Résumé de la décision
M. C B, de nationalité haïtienne, a demandé la suspension de l'exécution d'un arrêté préfectoral du 18 août 2023 qui rejetait sa demande de titre de séjour et lui imposait une obligation de quitter le territoire national. Le juge des référés a examiné la requête et a décidé de la rejeter, considérant qu'il n'existait pas de doute sérieux quant à la légalité de la décision contestée et que la condition d'urgence n'était pas remplie. La décision a été rendue le 27 mars 2024 par Mme Mahé, vice-présidente du tribunal.
Arguments pertinents
1. Absence de doute sérieux sur la légalité de la décision : Le juge a constaté que les moyens invoqués par M. B ne faisaient pas naître de doute sérieux quant à la légalité de l'arrêté préfectoral. En effet, il a été souligné que M. B ne pouvait pas prouver la durée de son séjour en France, et que sa compagne, également en situation irrégulière, avait fait l'objet d'une obligation de quitter le territoire. Cela a conduit à la conclusion que la cellule familiale pouvait se reconstituer à Haïti.
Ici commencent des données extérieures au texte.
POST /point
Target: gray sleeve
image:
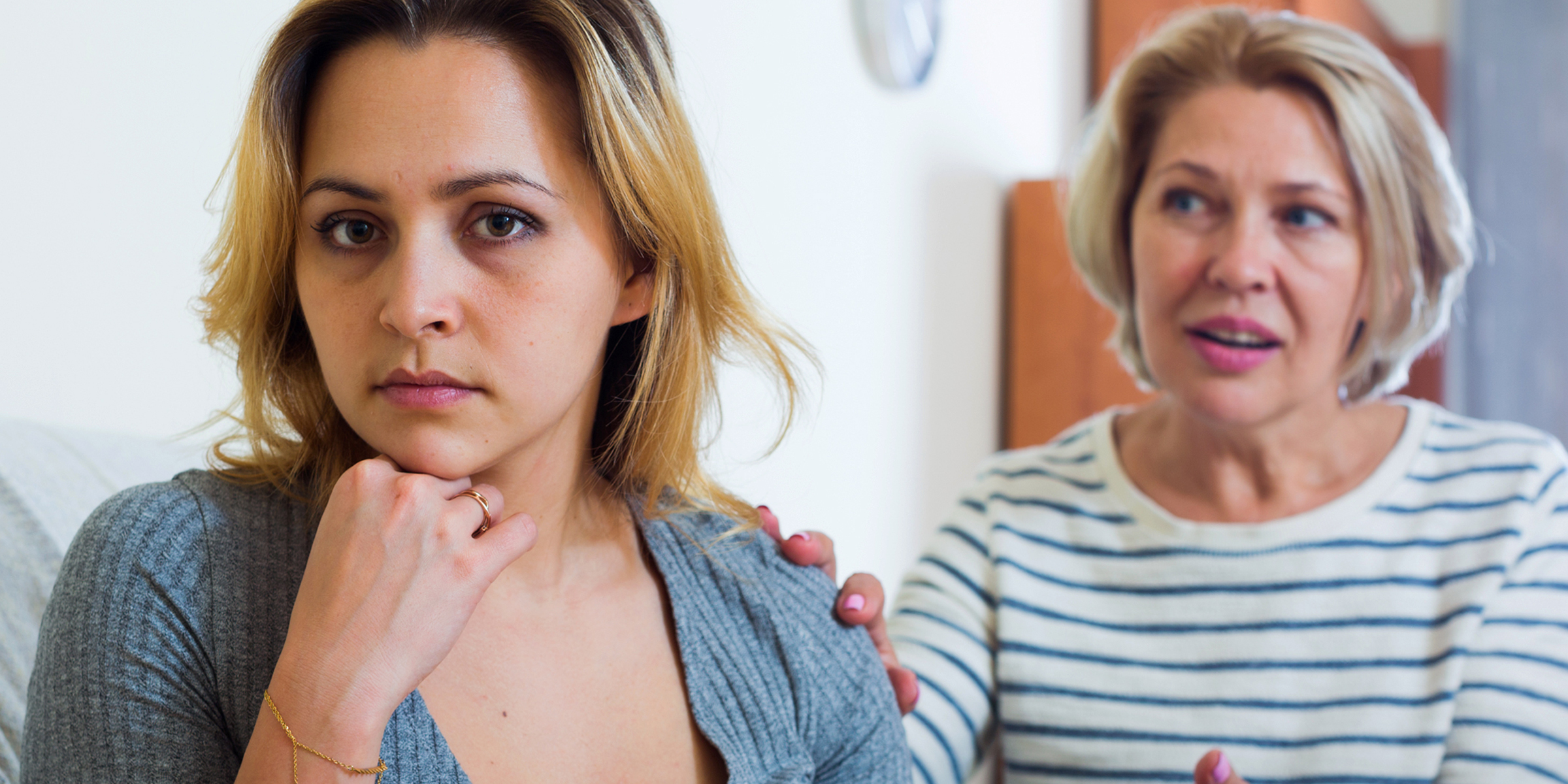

2. Condition d'urgence non remplie : Le juge a estimé que la condition d'urgence, nécessaire pour ordonner la suspension de l'exécution de l'arrêté, n'était pas satisfaite. En effet, l'exécution de la mesure d'éloignement ne portait pas atteinte à une liberté fondamentale de manière grave et manifestement illégale.
Interprétations et citations légales
1. Article L. 521-2 du Code de justice administrative : Cet article stipule que le juge des référés peut ordonner des mesures nécessaires à la sauvegarde d'une liberté fondamentale lorsque celle-ci a été atteinte de manière grave et manifestement illégale. Le juge a appliqué cet article en concluant que la situation de M. B ne justifiait pas une telle mesure, car il n'y avait pas d'atteinte manifeste à une liberté fondamentale.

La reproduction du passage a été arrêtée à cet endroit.